文学批評家の夏志清はかつて、張愛玲は「強い歴史意識を持ち、過去が現在にいかに影響するかを認識していた」(夏志清、1999年)と書いた。彼は張愛玲の「歴史意識」が彼女の作品で最も重要な要素の一つだと考える。しかし私は劉再復の見解により共感する。彼は夏志清の理論に反論した。劉再復は「傾城之恋」やその他の初期小説の「哲学的意識」の方がより重要だと考える。夏志清の理論とは反対に、彼は張愛玲の作品が実際には歴史意識を超越していると考える。その作品において「真偽、善悪、因果、是非といった概念は無関係であり、それは『紅楼夢』の並外れた世界と同様だ」(劉再復、2000年)。彼が張愛玲が歴史意識を超越した理由の一つとして挙げるのは、彼女が「歴史を通じて存在するものを、すなわち永遠のテーマを書いたからであり、それは特定の歴史的時期を超越しているがゆえに、その時代の記念碑であることを拒んでいる」(劉再復、2000年)からだ。

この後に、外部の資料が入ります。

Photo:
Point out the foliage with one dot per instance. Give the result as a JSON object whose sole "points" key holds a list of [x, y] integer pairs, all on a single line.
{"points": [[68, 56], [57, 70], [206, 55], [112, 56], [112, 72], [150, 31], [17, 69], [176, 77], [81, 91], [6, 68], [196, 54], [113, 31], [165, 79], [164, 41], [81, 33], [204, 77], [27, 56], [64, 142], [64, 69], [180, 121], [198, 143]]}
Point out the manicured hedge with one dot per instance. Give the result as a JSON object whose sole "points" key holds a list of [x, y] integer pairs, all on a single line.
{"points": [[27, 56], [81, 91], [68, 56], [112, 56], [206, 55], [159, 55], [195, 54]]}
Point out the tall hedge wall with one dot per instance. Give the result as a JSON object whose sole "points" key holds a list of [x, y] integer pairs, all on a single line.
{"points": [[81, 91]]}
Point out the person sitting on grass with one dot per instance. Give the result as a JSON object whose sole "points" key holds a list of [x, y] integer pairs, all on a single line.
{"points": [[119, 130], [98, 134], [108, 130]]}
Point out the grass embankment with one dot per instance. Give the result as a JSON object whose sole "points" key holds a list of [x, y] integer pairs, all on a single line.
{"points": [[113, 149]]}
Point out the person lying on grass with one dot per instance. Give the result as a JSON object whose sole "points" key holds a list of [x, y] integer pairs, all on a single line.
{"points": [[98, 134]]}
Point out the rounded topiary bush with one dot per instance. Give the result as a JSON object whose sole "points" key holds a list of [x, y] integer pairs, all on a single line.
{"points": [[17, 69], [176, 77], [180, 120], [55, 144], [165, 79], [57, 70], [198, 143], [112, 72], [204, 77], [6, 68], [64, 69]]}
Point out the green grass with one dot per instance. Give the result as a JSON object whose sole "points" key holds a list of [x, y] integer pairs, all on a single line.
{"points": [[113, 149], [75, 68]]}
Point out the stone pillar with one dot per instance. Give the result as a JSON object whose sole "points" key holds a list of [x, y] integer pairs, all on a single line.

「傾城之恋」の具体的な例として、その中の戦争の名称が単に「戦争」とだけ呼ばれており、小説が敵を明記していないという点がある。(小説中の「一九四一年十二月七日」という記録によれば、攻撃者は第二次世界大戦における日本帝国軍である。)当時の他の作家ならば、その戦争を「抗日戦争」などと呼んだはずだ。しかしこの小説では、誰が誰と戦っているかという細部は無関係である。重要なのは人生の意味などの哲学的問題だ。したがって「傾城之恋」は芸術的に一つの「伝奇(ロマンス)」である。終わりに近い部分に「伝奇の中の傾城傾国の人というのは概ねこのようなものだ。いたるところに伝奇はあるが、これほど円満な結末があるとも限らない」という一句がある。そしてこの小説はかつて短編集「伝奇」に収録された。タイトルの「傾城」という二文字はその内容が伝奇に似ていることを示唆している。主人公は平凡な人物であるが、私は劉再復の見解に同意する。現代社会において平凡な人物は伝奇の主人公の役割にふさわしい(劉再復、2000年)。小説そのものが時代を超越しているのだ。

結論

「傾城之恋」において、時間は重要なテーマである。張愛玲の初期小説には歴史を超越した哲学的意識がある。換言すれば、歴史を超越することは時間を超越することである。小説は時間について、あるいは時間に関する言葉で表現された哲学的な問いを提起している。これらの問いは人間の経験に関わる実存的問題に関するものだ。二つの異なる種類の時間が存在すると仮定して、どちらが真実でどちらが知覚のものかをどうやって証明できるのか。小説は答えを提供せず、読者に十分な思索の余地を残している。